籠城してはや幾日…曜日の感覚が最早なく、日々の天候で日にちを計る、東京都下郊外の陸の孤島に住まいする、令和ロビンソンクルーソーの物語。
4月2日、鈴蘭の新芽によろこぶ。地球温暖化の賜物か、成長が早く、
4月15日、慌てて写真を撮る。早くも鈴蘭らしく葉が巻いている。
新芽の時は、左側が早く出ていたのに、右側の成長著しく、
4月18日、先に芽生えたものを凌駕しつつある自然界の不思議な法則。
ふと思いつきで、左を千松、右を鶴千代、と名付ける。
関東好み、というものがあって、20世紀の着物界のブランドで、私が常々憧れていたのは、竺仙、そして矢代仁だった。

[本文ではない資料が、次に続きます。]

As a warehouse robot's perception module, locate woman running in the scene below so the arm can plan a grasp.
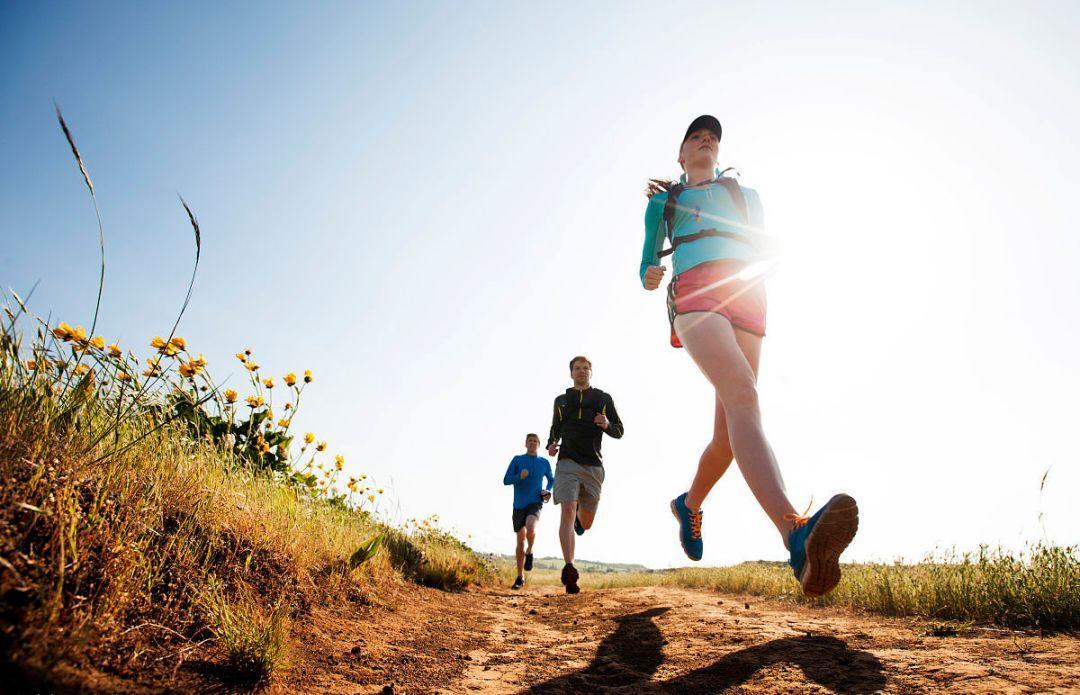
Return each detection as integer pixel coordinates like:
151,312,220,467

1990年代の忘年某日、とある百貨店の売出しで廻り合ってしまったのが、竹に、ふくら雀のこの縮緬(ちりめん)の染め名古屋帯である。見るなりガビーーーーンと、赤塚不二夫の漫画の描き文字様の衝撃が心の臓に走った。
昭和のころ、吉祥寺の近鉄百貨店の呉服売り場で、参考商品として展示されていた帯の柄に瓜二つ…!! だったからである。
とてもとても好きだったので、売り場に行くたび、穴の開くほど見つめていたのだ。値段が提示されてなかったところから類推するに、江戸時代の型染の復刻版だったのかもしれない。
地に格子柄が方眼状に入り、さらによく見ると、竹の菅が、心持ち、立涌(たてわく)状の縞に配されている。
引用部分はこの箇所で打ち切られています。